Una biografia significativa quella di Luigi Carraro per illustrare i processi di selezione della classe dirigente della Democrazia cristiana. Formatosi nell’ambiente parrocchiale e della Fuci padovana, capitano di fanteria sul fronte jugoslavo, dopo l’8 settembre 1943 partecipa alla lotta resistenziale, divenendo rappresentante della Democrazia Cristiana nel CLN padovano, insieme a Marcello Olivi (futuro Presidente della provincia di Padova e deputato) e Lanfranco Zancan (futuro assessore comunale di Padova) punto di riferimento della resistenza cattolica. Scelto come vicesindaco nella giunta comunale di Padova di nomina CLN rinuncia per impegnarsi nella candidatura alla Assemblea Costituente nel 1946, senza tuttavia riuscire ad essere eletto.
Una delusione che lo porta per molti anni a non ricercare alcuna candidatura istituzionale impegnandosi nella carriera universitaria, diventando giovanissimo ordinario di diritto civile e uno dei giuristi più apprezzati a livello nazionale.
L’impegno politico lo concentra nella vita di partito nella DC, di cui è segretario provinciale tra il 1947 e il 1948 e poi per un lungo periodo tra il 1952 e il 1964, divenendo componente del Consiglio Nazionale dal 1949 e dal 1953 della Direzione.
Singolare è la sua traiettoria politica: sviluppa fin dal 1946 un rapporto con i gruppi dossettiani, con un rapporto personale di stima e comprensione con Giuseppe Dossetti, ma poi si sposta su posizioni centriste, seguendo Mariano Rumor nella corrente di Iniziativa Democratica, di assoluto rilievo è lo stretto rapporto di confidenza ed amicizia con Antonio Segni.
Copiosissima è la corrispondenza tra le due personalità, con Segni Ministro, Presidente del Consiglio e Presidente della Repubblica, sensibile ai pareri formulati da Carraro cui chiede spesso consiglio. Pur in assenza di ruoli istituzionali Carraro svolge perciò una significativa azione di indirizzo anche della politica nazionale.

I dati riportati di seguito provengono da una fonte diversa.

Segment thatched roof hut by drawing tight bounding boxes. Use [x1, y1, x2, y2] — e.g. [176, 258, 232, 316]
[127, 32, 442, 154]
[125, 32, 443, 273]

Nella Dc padovana svolge la sua lunga segreteria opponendosi con fermezza ad ogni ipotesi di apertura ai nuovi fermenti presenti nel mondo del lavoro e negli ambienti cattolici progressisti. Pur non ricoprendo alcun incarico amministrativo guida con autorevolezza direttamente e attraverso la presenza di uomini di sua diretta fiducia la vita amministrativa del capoluogo e della provincia, punto di riferimento fermo per le organizzazioni cattoliche, i mondi dell’economia e della finanza, anche attraverso la figura del padre Giuseppe, esponente del mondo finanziario padovano e del Partito Liberale.
La guida era al limite dell’autoritarismo: indicativa dello stile restò la sua denuncia ai probiviri di un segretario di sezione colpevole di avere invitato a Padova Amintore Fanfani, che era il Segretario nazionale del partito! Si oppone anche ad ogni ipotesi di collaborazione amministrativa con i socialisti dopo l’apertura a sinistra avvenuta a livello nazionale. Queste posizioni portano alla sua sconfitta al congresso provinciale della Dc padovana del 1964, in cui si forma una nuova maggioranza politica guidata da Luigi Gui e dalla sinistra di Forze Nuove.
Solo nel 1968 accetta la candidatura, non senza qualche contrasto interno, al collegio senatoriale di Cittadella, dove viene riconfermato fino alla sua morte per 4 legislature. Tra il 1972 e il 1973 è presidente della prima Commissione parlamentare Antimafia, facendosi unanimemente apprezzare per il suo equilibrio, con l’elaborazione della relazione di maggioranza che tuttavia conteneva severissimi giudizi sulle infiltrazioni mafiose anche in ambienti democristiani siciliani.
Dal 1976 al 1980 è vicepresidente del Senato, presieduto da Amintore Fanfani. L’impegno politico non ha limitato in alcun modo la prosecuzione della sua attività nel campo del diritto civile, con una produzione scientifica di riconosciuto valore, nell’impegno delle strutture di governo dell’Università di Padova, anche come Preside della facoltà di Giurisprudenza.